Moving in silent desperation, keeping an eye on the Holy Land.
A hypothetical destination, say, who is this walking man? ~James Taylor
The annual People’s Electric Cooperative annual meeting, PEC Day, was Saturday at the Pontotoc County Agri-Plex. The Agri-Plex is a sprawling fairground that is home to all kinds of events almost every weekend, from rodeos to quilt shows. PEC Day is one of the most crowded of these events, so when I saw several police cruisers directing traffic, I decided, as I often to, to park at the far reaches of the parking lot and walk to the main building, instead of waiting in my car in line for confused motorists to look for the nearest spot to the door.
I always park in the far reaches, even when there isn’t a crowd. I like leaving the closer parking spaces for people who really need them, like my wife, whose rheumatoid disease is quite debilitating. Sadly, when I walk past the closer spaces, I often see people who don’t really need to be parked close at all.
I will grant you that I am lucky to have both a physiognomy and an aptitude toward the physical. It’s easy for me to walk a mile, or ten miles, and I recognize that for many, a mile is impossible. But I also recognize that such a mile is unreachable for many people entirely by their own choice.

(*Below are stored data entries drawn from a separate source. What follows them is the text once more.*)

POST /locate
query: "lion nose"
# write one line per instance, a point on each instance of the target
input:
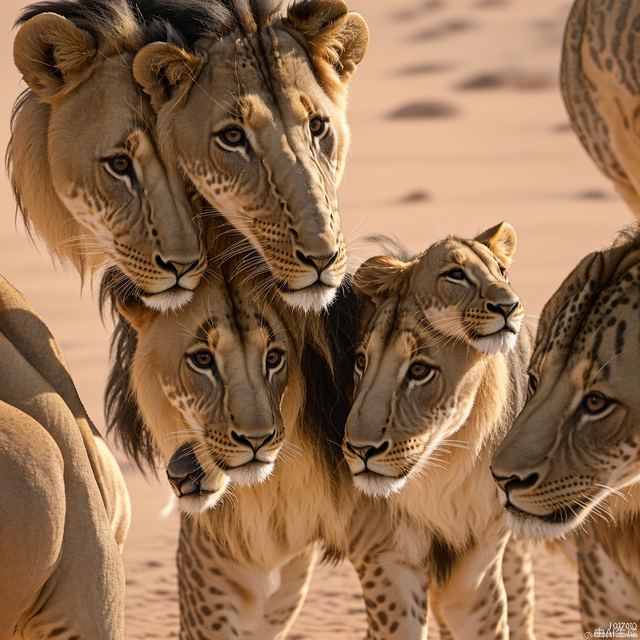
(178, 269)
(319, 263)
(184, 471)
(504, 309)
(255, 443)
(367, 451)
(509, 483)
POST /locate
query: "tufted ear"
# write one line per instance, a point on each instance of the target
(502, 240)
(380, 277)
(331, 33)
(163, 69)
(137, 314)
(50, 51)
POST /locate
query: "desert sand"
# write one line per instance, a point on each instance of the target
(457, 123)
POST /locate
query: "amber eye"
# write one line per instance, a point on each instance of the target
(318, 126)
(455, 274)
(595, 403)
(420, 371)
(120, 164)
(275, 358)
(202, 359)
(233, 137)
(361, 362)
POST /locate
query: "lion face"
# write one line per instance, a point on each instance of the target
(212, 378)
(264, 141)
(124, 206)
(577, 440)
(414, 389)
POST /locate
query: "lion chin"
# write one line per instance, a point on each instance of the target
(531, 526)
(170, 300)
(194, 505)
(499, 342)
(313, 298)
(378, 486)
(251, 473)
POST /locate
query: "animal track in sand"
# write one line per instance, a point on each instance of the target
(424, 109)
(425, 68)
(444, 29)
(515, 80)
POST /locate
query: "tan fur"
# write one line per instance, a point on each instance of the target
(60, 151)
(600, 88)
(427, 413)
(65, 509)
(243, 564)
(268, 79)
(565, 466)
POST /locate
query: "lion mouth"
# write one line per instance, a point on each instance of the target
(507, 328)
(563, 515)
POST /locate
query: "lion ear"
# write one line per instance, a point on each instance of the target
(331, 32)
(137, 314)
(380, 277)
(162, 69)
(502, 240)
(50, 51)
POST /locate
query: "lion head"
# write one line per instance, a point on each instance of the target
(209, 380)
(417, 381)
(83, 158)
(255, 116)
(577, 440)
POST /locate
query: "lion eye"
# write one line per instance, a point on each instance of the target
(202, 359)
(274, 359)
(456, 274)
(318, 127)
(595, 403)
(233, 137)
(120, 164)
(361, 362)
(420, 371)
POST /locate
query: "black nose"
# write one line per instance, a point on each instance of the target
(368, 451)
(255, 443)
(502, 309)
(319, 263)
(178, 269)
(184, 472)
(509, 483)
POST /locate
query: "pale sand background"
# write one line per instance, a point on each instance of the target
(479, 135)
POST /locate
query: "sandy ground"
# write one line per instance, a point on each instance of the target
(457, 124)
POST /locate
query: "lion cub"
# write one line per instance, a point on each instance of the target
(440, 376)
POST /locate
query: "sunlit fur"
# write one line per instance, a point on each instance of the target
(65, 505)
(587, 343)
(182, 403)
(422, 441)
(464, 309)
(253, 529)
(82, 107)
(600, 88)
(270, 73)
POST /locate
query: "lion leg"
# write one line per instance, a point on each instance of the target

At PEC Day, I walked around and made some images, from an overview of the entire arena to a tight shot of a little girl learning to rope with a lasso. As I strolled, someone said, “Richard, I wonder how many steps you take every year.” I have something of a reputation as someone who walks instead of drives when possible. This may have something to do with the fact that hiking is my favorite athletic endeavor.

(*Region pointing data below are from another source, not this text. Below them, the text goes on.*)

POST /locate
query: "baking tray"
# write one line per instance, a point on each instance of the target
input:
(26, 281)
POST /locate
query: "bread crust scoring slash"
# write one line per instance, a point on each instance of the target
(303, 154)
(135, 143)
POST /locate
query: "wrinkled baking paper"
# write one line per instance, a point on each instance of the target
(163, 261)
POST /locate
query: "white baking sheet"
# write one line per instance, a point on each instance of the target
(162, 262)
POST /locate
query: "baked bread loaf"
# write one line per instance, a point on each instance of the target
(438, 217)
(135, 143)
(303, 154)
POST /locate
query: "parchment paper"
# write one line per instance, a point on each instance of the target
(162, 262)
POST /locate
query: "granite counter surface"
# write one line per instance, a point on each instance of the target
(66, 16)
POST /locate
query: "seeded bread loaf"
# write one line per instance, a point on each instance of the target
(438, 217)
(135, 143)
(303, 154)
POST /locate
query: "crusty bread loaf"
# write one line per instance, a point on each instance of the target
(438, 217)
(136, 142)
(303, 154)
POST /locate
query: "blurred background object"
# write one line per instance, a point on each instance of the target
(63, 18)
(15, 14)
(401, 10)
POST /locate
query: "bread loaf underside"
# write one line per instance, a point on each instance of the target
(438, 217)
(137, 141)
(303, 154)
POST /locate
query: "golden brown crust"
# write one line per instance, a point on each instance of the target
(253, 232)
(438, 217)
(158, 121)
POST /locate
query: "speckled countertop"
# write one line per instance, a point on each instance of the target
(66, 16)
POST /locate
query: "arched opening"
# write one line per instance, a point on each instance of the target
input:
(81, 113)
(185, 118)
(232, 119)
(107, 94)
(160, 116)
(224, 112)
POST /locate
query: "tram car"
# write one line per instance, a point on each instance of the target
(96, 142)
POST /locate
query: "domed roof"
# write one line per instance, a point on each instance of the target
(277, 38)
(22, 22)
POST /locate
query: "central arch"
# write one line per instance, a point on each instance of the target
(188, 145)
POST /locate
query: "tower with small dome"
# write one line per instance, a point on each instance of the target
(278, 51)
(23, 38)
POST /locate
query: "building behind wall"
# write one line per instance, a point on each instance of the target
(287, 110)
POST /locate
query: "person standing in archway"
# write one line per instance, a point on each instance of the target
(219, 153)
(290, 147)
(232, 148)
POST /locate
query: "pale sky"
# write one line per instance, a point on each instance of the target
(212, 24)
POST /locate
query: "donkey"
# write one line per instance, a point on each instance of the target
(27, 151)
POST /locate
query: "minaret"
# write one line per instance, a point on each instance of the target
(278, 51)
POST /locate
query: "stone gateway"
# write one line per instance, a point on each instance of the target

I told the nice lady, “Every step I take is another step I’ll be able to take later,” and I believe that. Our bodies and minds evolved to be active and creative, not malnourished by inactivity and sloth.
I still don’t have a word for when people block an aisle in a parking lot waiting for a close spot to open… We need a word for it, that applies specifically to this act, so we can start shaming it.
I too have taken up the habit of parking farther out (and I’m grateful that I can). It usually means I have no trouble parking *and* can usually leave quickly.
My thing is stairs. Most of us need to access our offices via the third floor. So I park on some other floor. For the free exercise. And I’m happy to report that Hammill and I bike or swim every night. Not for long, and not to exhaustion, but we do it.